La cosa buffa è che, mentre i votanti sono considerati scaduti, l’assemblea che essi elessero, invece, può legiferare sulle regole del prossimo voto. A questi mille prodi – fra cui ci sono tanti che se ne sono andati dal partito – spetterà dirimere la controversia insorta fra l’apparato di Renzi e quello di Bersani. Ma possono farlo per vie traverse. A loro non spetterà scrivere le regole, ma dare il via libera a Bersani per scriverle con gli alleati Vendola, Tabacci e Nencini, tutti più bersaniani della fedele e ciarliera Chiara Geloni, direttrice incontinente di Youdem. La singolarità del consesso che si sta riunendo è che non ha mai contato nulla nella vita del partito.

Generalmente siamo stati abituati a considerare gli organismi dei partiti veri come cuore pulsante di una formazione politica. Lì si dovrebbe addensare la storia e il futuro, la saggezza e la temerarietà. Invece, così come il Consiglio nazionale che incoronò D’Alema, l’Assemblea di oggi non si sa chi rappresenti visto che in tre anni ha rivelato la sua pletoricità e la sua inutilità. Anche questa è una singolarità del Pd. Non c’è niente in questo partito che sia coerente con le sue premesse.

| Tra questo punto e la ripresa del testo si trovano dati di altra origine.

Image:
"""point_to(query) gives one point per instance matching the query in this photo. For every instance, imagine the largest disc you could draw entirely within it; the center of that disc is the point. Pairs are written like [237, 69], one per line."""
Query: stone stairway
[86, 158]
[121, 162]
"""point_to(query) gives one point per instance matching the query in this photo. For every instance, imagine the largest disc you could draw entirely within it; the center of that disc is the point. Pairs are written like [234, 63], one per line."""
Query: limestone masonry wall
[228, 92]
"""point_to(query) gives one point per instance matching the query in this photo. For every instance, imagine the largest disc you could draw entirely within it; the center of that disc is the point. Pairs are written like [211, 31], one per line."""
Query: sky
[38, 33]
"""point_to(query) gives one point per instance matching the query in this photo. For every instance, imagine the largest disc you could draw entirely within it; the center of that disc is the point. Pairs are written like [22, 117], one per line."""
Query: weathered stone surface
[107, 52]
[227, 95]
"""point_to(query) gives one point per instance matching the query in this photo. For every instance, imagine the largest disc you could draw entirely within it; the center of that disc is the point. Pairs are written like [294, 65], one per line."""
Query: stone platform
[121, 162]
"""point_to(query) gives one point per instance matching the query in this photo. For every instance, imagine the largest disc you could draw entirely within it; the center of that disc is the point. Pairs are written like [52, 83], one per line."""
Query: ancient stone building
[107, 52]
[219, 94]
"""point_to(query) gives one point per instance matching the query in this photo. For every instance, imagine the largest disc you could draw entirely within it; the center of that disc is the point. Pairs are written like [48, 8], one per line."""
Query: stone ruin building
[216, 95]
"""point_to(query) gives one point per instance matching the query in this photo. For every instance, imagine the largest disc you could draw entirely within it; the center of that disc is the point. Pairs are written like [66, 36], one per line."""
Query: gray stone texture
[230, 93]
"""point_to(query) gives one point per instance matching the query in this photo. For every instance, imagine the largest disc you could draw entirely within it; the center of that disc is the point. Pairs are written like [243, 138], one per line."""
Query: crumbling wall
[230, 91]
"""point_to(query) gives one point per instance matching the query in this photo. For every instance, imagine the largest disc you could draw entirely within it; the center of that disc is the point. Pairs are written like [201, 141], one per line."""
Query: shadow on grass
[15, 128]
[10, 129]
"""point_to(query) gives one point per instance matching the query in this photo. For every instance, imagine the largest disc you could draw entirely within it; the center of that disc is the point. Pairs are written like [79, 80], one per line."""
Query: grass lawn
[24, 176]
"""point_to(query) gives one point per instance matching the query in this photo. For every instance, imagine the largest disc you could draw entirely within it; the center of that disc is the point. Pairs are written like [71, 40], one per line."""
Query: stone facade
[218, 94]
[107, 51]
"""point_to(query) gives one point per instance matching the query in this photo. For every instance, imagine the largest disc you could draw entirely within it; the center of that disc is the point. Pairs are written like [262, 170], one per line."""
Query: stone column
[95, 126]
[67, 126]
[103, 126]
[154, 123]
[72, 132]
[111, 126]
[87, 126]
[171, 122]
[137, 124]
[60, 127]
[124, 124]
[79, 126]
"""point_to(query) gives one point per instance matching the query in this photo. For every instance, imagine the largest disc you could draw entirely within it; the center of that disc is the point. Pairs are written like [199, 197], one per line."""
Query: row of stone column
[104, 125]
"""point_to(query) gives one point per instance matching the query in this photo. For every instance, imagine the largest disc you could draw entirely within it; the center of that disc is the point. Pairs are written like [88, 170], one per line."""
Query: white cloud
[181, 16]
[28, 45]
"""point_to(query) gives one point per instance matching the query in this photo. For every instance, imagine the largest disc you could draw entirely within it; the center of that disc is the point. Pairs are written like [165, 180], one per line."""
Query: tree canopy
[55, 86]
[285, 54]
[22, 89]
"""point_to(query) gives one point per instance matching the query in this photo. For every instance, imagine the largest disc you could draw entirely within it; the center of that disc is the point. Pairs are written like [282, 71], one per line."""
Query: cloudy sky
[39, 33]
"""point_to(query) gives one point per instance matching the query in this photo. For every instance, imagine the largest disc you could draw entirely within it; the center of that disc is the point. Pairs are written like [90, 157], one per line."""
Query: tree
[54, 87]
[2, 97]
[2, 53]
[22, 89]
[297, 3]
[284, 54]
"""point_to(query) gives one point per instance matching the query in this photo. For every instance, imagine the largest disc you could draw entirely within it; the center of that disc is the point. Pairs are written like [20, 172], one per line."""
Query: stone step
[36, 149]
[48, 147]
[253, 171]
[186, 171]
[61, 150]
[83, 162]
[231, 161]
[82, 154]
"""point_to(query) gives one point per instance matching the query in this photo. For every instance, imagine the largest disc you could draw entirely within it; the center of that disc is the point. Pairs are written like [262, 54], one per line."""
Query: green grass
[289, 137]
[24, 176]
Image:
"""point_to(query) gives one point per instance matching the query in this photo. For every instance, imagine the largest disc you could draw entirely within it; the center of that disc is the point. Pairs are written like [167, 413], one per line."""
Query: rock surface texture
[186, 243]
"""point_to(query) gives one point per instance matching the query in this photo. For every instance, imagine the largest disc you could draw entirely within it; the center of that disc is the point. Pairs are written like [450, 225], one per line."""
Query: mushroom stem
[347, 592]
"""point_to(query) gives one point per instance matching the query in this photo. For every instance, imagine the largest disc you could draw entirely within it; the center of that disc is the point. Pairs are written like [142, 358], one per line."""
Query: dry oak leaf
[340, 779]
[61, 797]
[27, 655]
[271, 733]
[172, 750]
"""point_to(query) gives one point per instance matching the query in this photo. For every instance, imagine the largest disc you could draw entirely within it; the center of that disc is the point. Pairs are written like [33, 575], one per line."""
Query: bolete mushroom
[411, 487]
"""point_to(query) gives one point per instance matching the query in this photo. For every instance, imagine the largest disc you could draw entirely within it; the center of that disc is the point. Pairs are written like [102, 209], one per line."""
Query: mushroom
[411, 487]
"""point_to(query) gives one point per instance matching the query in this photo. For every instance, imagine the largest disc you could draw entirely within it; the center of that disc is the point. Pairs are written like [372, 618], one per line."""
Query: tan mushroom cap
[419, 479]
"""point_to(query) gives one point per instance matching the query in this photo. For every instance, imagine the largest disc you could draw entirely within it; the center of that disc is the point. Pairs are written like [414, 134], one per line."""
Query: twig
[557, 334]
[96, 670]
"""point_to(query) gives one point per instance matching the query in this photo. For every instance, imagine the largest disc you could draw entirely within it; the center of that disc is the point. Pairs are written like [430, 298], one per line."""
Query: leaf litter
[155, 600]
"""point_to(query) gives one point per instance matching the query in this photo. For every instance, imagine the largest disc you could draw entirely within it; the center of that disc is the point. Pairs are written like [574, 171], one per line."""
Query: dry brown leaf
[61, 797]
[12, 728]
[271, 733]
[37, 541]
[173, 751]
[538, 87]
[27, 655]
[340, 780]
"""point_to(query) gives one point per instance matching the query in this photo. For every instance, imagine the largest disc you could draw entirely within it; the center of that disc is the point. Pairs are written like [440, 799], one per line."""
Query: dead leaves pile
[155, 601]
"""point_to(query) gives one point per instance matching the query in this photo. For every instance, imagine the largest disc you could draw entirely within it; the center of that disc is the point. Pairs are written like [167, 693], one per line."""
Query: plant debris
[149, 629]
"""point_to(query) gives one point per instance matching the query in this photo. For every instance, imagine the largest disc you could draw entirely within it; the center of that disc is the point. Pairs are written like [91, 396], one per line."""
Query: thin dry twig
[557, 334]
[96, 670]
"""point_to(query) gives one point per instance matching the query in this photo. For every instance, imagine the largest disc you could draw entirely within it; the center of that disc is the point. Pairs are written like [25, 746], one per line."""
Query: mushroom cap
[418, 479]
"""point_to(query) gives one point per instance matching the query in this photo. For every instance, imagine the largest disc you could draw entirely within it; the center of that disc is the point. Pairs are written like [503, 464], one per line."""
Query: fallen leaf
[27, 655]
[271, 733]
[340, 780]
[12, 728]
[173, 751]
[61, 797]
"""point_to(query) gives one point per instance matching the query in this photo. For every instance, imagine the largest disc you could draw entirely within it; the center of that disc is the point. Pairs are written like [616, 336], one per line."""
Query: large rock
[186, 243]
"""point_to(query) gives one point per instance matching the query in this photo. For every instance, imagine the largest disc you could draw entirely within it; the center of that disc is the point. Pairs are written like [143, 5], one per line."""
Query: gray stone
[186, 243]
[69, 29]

Se fosse un partito liquido e moderno gli basterebbe avere un piccolo gruppo dirigente centrale sottoposto alla volontà di un organismo agile e snello da convocare rapidamente e integrato da forme di partecipazione più moderne, la Rete ad esempio. Se fosse un partito all’antica avrebbe bisogno di affidare al suo parlamentino, anche qui più snello, poteri effettivi che l’assemblea odierna ha solo sulla carta. Invece il Pd è sufficientemente liquido da dar l’idea di sciogliersi al sole e sufficientemente burocratizzato da far scaturire le sue decisioni dal caminetto di capicorrenti che si moltiplicano in forma spontanea.

Matteo Renzi di questa contraddizione è figlio e boia. È nato da questo impasto di incoerenze, e da loro si vuole emancipare. Bersani evoca antica gloria partitista ma deve invece soggiacere alla magnificenza pletorica dei suoi organismi rappresentativi. Così, una folla da stadio di provincia riempie in questo momento l’albergo romano dei concorsi statali, il mitico Ergife, a porte chiuse per la stampa, si dice, ma chiuse soprattutto perché se una decina di delegati va a fare pipì fuori dall’hotel l’assemblea non ha più il numero legale. E questo ambaradam si rivela del tutto inutile. Come una battaglia fuori tempo.